The sand was at waist height. Nikki was now free, and she and Kate were grappling through the growing drifts to release Craig. He’d managed to push himself up against the wall into a semi-standing position, his cuffed wrists as high as he could raise them behind his back so Kate could pick the lock, but her pin wasn’t finding the way in. Sand was blocking the keyhole.
‘This can’t be happening,’ sobbed Nikki, shining the torch beam from Kate’s phone onto Craig’s cuffed wrists. ‘I can’t believe this is happening.’
Kate ran her hands up and down the semi-submerged pipes, trying to find a weakness. Her fingers located a bubbling, rusty texture on the metal and felt a slight give. She abandoned the pin and dragged the cuffs to the weak point. ‘We’re going to have to pull him,’ she said to Nikki.
A fresh deluge of sand hit them as they grabbed Craig’s shoulders, putting a foot up against the wall behind him, and pulled. Craig screamed as the cuffs cut into his wrists, the noise thin and dull against the incessant hissing. But the pipe pulled away from the wall and began to bow out.
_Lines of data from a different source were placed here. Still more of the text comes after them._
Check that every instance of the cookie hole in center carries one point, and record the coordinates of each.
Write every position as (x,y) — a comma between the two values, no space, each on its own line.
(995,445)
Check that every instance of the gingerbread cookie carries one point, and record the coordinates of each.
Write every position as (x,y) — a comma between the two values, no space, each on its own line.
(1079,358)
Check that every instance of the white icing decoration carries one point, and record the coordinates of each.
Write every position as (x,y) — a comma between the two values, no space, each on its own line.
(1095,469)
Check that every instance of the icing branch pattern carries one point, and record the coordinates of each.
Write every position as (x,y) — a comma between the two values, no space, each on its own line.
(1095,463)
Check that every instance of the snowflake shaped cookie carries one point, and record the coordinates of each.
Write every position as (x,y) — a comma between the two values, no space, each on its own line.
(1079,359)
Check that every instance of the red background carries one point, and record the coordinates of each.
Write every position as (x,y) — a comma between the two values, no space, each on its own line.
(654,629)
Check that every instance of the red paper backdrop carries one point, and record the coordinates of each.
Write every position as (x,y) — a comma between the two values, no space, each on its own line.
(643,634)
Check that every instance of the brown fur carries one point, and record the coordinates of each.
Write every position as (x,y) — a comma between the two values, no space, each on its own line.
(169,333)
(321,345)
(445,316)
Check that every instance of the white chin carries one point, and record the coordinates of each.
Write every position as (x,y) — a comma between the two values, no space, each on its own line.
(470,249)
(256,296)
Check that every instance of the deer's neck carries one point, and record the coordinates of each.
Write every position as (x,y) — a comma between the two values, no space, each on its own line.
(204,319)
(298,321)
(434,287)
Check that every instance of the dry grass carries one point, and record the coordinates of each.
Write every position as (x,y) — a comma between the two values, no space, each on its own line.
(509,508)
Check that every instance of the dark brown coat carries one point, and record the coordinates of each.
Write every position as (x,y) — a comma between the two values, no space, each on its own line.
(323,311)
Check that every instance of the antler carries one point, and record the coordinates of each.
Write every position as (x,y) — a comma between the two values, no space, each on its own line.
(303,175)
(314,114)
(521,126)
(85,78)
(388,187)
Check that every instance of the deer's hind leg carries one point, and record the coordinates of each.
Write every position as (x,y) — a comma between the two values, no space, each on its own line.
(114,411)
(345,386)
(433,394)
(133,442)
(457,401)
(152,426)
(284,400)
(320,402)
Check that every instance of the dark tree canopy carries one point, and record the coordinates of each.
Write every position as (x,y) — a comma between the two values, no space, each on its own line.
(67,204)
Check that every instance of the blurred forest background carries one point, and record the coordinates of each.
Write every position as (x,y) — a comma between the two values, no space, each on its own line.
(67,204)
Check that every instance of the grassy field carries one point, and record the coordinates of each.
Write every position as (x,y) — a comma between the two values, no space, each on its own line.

A few more seconds of dragging, screaming and trying not to inhale sand, and finally there was a dull twang and the weak point gave. They all tumbled headlong into the dark dune surrounding them.
Craig’s hands were still pinned behind his back but there was no time to try to free him. The buckling of the pipe had done nothing for the stability of the bunker and once again there was a gritty, shifting groan above them. It was no longer possible to run at the door. Kate didn’t believe Mike had enough sand to literally bury them all, but she did believe there was enough weight building up on the roof above to collapse the whole bunker. She could hear more twangs in the metal piping, which told her there was way too much movement. If the ceiling caved in they were going to be crushed to death.
‘Come on!’ she yelled. ‘We have to push together!’ She waved her phone torch towards the blocked door. ‘I can’t move it on my own — but all three of us might.’
Choking and gasping, Craig and Nikki waded across with her. There was another metallic yelp as another pipe buckled under the strain. Kate felt, rather than saw, one of the broken slabs of roof tip inwards.
‘NOW!’ she screamed. ‘We have to get out of here NOW!’
‘Shiiiiiiiit!’ cried Francis, as Barney shifted violently into third gear and drove them along the bumpy, rutted farm track, heading for a field which ran along the low cliff top.